What does time have to do with tape measures? When I compared time to a yardstick I was being analogous, not literal. Things can move, and we can measure them in terms we can understand, which to date are space and time. Time is not necessary to measure objects in space, unless you feel a need to record how long it took to measure lay out the tape measure. Time is necessary to measure velocity, of course, but again it is a measurement of the velocity, not a cause of it.
I'm not sure where you got that question from -- I've been saying from the get-go that movement exists, and did so before we invented time to track it. What am I missing here?
But even more essentially, how could anything move if there's no time? You seem to be conflating the measurement of time with time itself - like saying if there's nobody to measure the distance between two rocks then there is no distance between them.

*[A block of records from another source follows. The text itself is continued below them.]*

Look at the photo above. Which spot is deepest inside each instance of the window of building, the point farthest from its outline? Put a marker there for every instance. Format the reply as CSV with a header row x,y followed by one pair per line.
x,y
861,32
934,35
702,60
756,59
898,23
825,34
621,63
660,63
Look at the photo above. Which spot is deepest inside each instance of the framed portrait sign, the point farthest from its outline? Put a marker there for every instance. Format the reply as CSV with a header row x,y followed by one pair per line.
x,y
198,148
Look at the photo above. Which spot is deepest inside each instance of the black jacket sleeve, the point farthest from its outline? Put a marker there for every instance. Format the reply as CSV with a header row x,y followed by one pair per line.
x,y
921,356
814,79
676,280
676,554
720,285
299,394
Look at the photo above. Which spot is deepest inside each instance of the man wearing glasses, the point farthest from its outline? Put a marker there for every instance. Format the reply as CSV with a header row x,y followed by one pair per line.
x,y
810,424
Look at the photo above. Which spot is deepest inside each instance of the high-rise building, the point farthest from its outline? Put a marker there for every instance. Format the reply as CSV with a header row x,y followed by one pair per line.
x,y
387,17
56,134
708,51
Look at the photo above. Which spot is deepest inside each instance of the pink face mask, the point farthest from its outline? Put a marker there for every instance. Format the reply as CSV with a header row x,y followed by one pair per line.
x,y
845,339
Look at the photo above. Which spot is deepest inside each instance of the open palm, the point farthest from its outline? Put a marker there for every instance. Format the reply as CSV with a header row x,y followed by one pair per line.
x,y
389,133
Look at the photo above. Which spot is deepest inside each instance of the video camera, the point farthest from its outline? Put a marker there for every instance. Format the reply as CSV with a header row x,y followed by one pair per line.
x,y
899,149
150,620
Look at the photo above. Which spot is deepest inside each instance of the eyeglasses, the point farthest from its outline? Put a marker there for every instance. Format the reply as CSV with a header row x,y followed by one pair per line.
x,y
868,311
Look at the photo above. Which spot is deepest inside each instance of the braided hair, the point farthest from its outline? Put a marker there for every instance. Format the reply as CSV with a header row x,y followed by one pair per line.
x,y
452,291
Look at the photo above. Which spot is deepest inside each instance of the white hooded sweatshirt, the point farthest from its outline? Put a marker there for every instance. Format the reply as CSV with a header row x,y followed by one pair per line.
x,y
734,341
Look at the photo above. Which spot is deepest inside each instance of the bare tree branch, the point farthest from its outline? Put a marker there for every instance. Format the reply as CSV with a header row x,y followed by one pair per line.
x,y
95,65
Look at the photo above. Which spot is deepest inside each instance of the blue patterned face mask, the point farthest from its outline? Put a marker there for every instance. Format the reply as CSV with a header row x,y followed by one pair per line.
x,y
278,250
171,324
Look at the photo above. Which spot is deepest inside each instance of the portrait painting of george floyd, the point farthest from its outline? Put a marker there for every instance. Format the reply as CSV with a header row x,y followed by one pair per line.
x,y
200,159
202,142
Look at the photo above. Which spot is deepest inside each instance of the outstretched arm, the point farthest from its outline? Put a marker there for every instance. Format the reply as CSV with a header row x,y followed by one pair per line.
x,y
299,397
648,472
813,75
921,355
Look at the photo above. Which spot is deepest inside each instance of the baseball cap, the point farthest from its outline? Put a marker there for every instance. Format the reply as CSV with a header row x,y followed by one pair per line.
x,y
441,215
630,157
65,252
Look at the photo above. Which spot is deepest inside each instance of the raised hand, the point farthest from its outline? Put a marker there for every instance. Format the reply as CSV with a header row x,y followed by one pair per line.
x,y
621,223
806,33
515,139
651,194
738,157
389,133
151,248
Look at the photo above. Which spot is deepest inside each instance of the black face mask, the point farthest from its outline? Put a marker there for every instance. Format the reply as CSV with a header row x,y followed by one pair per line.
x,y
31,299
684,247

Again, it isn't movement that requires time, it is our need to understand this movement that requires time. Things move, they always have, and they were doing so long before anyone noticed them moving. It was our need to lend order to that movement that led to the invention of time.
"Time was termed as a dimension, I personally think, because of its necessity in the math, even though it is not a force. And, since dimensions are really no more than definitions we attach to what we see in order to understand them, then yeah, I could see time easily considered a dimension."
Dimensions as you're using the term refers to the measurement of things - the first 3 are measures of physical properties of objects, the 4th (the measurement of motion) is necessary only because things move. But the measurement of something is not the thing itself. Two rocks do have distance between them whether we measure it or not, and yes, the terms we created as names for our measures are arbitrary, but the distance itself remains the same no matter whether we measure it in inches or centimeters. Unless of course they're moving, in which case we need to measure the rate of movement. The measuring is not the movement, the movement happens regardless.
What I'm clumsily trying to say is that the measurement of dimensions is a measurement of actual properties, so even though in one sense dimensions are only abstract concepts, they refer to very real properties that have real effects. Including the dimension of time.
Example: You're standing in the highway and an object is moving toward you. Is it dangerous? In order to determine that, you need to take relative measurements of its dimensions - is the object a flea or a bus? The dimensions are vitally important. Including the rate of the object's movement. If it's a bus and it's hurtling toward you at 60 mph, I believe your reaction would betray that you believe time is very very real and that you need to make expedient use of it.
I'm fine with all this, except one thing: Why are you equating movement with time, rather than the result of forces acting on physical objects? Why isn't time the measuring tool for movement, just as a ruler is the measuring tool for size, or a scale for weight? I don't understand why it gets elevated to a natural force or true physical dimension when it does exactly what a ruler does, except on moving rather than stationary objects. What am I missing?